Knütter soll zeitweilig auch eine Art Mentor des sog. »Ost-West-Arbeitskreises« an der Universität Bonn gewesen sein. Dieser betrieb »politische Bildung«, die auch von dem Kreis der FAP um Norbert Weidner und der extrem rechten Schaltstelle in Bonn, der "Initiative Gesamtdeutschland" (IG)1 , genutzt wurde. Hier referierte der in der rechten Szene gefeierte Hans-Dietrich Sander und der Geschichtsfälscher und Holocaust-Leugner David John Cawdell Irving. Nach einer Veranstaltung des Arbeitskreises mit dem Neonazi-Liedermacher Frank Rennicke waren u.a. Anhänger der „Wiking Jugend“ (WJ) und der neonazistischen FAP („Freiheitliche Deutsche Arbeiterpartei“) in der Bonner Universität unterwegs. Es kam zum Eklat, Knütter distanzierte sich von den Neonazi-Veranstaltungen und der Arbeitskreis wurde schnellstens aufgelöst2 . Dieser Vorfall setzte Knütter massiver öffentlicher Kritik aus, es änderte jedoch nichts daran, daß die »politische Mitte«, von Kanther, Schäuble bis zu Christian Worch, mit unterschiedlichen Vorzeichen auf die Anti-Antifa-Kampagne setzen.
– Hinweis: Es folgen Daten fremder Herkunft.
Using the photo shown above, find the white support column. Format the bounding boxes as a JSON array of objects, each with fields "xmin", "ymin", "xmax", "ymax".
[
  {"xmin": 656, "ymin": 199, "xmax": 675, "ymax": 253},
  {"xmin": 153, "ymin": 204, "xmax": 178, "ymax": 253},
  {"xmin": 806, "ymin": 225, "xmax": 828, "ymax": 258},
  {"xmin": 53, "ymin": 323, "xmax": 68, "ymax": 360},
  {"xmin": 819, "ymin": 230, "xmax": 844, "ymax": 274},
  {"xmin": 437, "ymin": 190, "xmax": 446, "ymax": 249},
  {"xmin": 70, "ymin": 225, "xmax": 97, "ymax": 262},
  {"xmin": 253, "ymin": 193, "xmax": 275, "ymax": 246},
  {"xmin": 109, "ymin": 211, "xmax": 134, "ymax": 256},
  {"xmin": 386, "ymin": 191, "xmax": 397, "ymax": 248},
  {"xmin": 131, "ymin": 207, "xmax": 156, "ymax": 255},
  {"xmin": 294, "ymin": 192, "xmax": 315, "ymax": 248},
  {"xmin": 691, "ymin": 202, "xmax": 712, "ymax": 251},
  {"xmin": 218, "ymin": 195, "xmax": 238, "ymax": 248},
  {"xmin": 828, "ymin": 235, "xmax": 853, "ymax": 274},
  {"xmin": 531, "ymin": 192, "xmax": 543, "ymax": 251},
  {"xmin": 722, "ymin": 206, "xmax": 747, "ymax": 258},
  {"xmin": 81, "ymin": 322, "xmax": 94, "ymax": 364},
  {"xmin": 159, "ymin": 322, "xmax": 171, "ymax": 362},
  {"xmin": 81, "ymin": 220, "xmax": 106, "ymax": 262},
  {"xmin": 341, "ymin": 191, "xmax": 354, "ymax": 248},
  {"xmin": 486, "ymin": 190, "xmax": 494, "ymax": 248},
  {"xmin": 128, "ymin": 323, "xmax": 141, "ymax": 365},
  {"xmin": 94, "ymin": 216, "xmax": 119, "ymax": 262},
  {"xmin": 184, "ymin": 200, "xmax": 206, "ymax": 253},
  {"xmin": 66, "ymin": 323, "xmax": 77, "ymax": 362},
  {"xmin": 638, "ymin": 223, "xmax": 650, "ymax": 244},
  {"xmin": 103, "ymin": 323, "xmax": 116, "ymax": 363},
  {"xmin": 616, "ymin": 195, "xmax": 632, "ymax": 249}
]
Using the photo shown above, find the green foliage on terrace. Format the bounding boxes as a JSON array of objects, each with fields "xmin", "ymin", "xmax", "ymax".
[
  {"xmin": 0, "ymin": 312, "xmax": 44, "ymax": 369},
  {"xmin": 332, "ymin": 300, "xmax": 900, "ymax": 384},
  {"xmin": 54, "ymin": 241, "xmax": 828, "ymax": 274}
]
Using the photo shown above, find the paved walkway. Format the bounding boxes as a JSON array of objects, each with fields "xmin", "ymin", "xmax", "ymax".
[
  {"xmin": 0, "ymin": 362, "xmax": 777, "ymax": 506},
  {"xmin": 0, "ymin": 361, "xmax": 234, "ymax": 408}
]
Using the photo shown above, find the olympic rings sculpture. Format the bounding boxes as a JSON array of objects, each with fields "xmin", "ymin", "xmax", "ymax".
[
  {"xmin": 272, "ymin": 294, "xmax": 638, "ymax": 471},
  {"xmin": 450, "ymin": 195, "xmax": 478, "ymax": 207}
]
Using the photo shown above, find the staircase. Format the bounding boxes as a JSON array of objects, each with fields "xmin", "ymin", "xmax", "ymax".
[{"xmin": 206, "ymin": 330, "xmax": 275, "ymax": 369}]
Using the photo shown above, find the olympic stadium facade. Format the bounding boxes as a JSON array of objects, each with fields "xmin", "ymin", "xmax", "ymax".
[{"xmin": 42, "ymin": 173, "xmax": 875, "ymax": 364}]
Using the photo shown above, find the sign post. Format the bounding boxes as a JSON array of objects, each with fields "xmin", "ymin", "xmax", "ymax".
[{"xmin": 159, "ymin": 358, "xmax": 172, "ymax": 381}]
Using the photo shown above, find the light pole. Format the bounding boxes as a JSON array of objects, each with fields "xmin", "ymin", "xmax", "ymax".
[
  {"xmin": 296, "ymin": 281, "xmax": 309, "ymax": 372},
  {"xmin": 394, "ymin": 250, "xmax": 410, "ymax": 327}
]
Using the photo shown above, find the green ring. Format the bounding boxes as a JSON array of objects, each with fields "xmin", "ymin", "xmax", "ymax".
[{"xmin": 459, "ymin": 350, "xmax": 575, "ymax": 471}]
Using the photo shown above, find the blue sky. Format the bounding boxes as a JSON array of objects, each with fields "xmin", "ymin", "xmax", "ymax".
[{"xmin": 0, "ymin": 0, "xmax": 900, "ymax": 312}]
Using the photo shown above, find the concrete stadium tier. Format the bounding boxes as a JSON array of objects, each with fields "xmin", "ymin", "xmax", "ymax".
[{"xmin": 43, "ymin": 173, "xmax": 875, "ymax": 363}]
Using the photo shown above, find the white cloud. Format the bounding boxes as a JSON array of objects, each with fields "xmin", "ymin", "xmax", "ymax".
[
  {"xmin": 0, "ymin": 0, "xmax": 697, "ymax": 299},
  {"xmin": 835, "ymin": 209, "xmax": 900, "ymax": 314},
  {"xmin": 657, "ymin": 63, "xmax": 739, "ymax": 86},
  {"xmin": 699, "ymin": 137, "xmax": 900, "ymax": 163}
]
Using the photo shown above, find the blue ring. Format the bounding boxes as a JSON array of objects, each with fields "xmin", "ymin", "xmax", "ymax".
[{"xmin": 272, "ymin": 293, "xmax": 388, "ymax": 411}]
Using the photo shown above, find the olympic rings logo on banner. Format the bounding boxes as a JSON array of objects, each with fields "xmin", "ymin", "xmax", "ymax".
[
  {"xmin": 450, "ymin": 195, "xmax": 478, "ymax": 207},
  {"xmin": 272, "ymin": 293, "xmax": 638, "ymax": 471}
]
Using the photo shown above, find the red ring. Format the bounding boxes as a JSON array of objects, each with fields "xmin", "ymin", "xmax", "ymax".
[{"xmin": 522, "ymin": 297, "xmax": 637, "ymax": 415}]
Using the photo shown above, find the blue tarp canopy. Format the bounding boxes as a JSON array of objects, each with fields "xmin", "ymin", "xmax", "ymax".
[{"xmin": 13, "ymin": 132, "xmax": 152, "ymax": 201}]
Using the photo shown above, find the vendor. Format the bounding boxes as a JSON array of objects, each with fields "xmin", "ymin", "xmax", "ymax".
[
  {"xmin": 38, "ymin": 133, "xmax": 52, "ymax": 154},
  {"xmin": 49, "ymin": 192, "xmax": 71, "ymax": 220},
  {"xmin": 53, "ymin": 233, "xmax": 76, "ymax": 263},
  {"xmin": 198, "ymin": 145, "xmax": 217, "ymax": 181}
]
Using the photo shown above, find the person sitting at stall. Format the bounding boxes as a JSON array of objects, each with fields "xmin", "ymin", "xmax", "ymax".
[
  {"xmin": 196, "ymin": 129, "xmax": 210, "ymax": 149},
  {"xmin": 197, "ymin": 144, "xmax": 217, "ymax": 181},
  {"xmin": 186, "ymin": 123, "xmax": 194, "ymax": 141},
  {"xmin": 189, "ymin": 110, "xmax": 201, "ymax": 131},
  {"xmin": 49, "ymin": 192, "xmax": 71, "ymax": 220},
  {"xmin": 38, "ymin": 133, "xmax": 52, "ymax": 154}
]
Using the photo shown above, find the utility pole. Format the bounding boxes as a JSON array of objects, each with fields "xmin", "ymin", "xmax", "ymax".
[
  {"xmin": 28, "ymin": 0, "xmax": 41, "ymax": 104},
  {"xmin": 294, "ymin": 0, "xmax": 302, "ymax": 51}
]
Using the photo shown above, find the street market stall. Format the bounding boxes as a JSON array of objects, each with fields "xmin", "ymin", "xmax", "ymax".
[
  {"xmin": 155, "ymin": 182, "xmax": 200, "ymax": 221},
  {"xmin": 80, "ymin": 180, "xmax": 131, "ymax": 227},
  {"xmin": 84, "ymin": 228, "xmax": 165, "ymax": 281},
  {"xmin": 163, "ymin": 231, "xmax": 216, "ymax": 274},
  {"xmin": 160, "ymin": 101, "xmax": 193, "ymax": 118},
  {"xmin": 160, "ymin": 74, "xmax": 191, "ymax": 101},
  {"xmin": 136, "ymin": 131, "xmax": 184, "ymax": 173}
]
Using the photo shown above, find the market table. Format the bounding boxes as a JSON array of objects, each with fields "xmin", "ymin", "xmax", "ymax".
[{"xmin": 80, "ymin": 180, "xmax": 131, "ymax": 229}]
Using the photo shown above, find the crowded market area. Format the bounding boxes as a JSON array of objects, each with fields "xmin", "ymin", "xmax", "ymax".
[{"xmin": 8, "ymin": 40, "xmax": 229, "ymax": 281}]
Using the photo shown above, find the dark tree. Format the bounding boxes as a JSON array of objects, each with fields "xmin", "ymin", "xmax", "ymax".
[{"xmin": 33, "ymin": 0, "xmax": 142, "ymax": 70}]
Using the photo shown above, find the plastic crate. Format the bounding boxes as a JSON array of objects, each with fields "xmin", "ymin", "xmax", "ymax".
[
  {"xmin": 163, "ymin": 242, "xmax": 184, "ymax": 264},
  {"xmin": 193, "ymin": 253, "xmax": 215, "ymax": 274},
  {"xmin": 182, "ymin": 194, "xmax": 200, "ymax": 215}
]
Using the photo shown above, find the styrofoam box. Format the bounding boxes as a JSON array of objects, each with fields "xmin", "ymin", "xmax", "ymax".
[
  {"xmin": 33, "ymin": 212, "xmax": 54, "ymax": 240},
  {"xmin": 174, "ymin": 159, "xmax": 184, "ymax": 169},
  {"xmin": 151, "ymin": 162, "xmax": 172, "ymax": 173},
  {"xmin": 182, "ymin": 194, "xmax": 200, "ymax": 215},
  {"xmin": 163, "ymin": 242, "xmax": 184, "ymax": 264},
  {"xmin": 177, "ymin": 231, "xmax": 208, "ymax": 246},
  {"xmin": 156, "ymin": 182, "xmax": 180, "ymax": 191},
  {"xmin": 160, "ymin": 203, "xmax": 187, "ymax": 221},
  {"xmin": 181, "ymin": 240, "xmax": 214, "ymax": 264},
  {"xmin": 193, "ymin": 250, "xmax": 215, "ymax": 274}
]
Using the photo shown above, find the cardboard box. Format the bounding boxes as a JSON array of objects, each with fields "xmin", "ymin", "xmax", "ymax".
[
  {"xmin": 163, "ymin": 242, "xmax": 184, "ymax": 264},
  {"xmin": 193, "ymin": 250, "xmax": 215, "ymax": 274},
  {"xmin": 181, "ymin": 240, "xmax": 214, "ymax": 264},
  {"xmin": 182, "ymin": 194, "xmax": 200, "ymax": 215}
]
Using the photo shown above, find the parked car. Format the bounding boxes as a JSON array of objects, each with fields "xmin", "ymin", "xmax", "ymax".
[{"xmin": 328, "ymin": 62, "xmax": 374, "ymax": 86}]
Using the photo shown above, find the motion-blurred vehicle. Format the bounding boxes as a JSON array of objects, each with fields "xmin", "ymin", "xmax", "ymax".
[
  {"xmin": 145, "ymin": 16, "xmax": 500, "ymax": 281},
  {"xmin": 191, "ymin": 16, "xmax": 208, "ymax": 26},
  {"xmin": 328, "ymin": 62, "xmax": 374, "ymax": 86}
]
  • 1Seit Juli 1993 betreibt die  "Initiative Gesamtdeutschland" (IG) die "GERMANIA-Mailbox" im Thule-Netz, als "erste nationale Mailbox“.
  • 2Im lokalen Verfassungsschutzbericht wurden für die IG aufgezählt: Am 16. März 1992 eine Veranstaltung mit David Irving und am 24. Mai 1992 ein Liederabend (beide im Bonner Ortsteil Tannenbusch). Bereits Ende 1991 hatte der Funktionär der FAP (Bonn) Hans-Peter Krieger sich selbst in einem Interview als Mitglied der „Initiative Gesamtdeutschland“ vorgestellt und die beiden Veranstaltungen mit Sander und Irving benannt. Der Journalist Yaron Svoray berichtete in seinem Buch, die Veranstaltung mit David Irving sei von Andreas Jahrow und Bernd Ewald „Bela“ Althans organisiert worden. Jahrow, ein Mitglied der "Europaburschenschaft Arminia Zürich zu Heidelberg", habe die Veranstaltung für den „Ost-West-Arbeitskreis“ in der Universität angemeldet. Ralf K. von der „Burschenschaft Danubia München“ und dem „Sturmvogel – deutscher Jugendbund“ habe ebenfalls in der „Initiative Gesamtdeutschland“ mitgewirkt.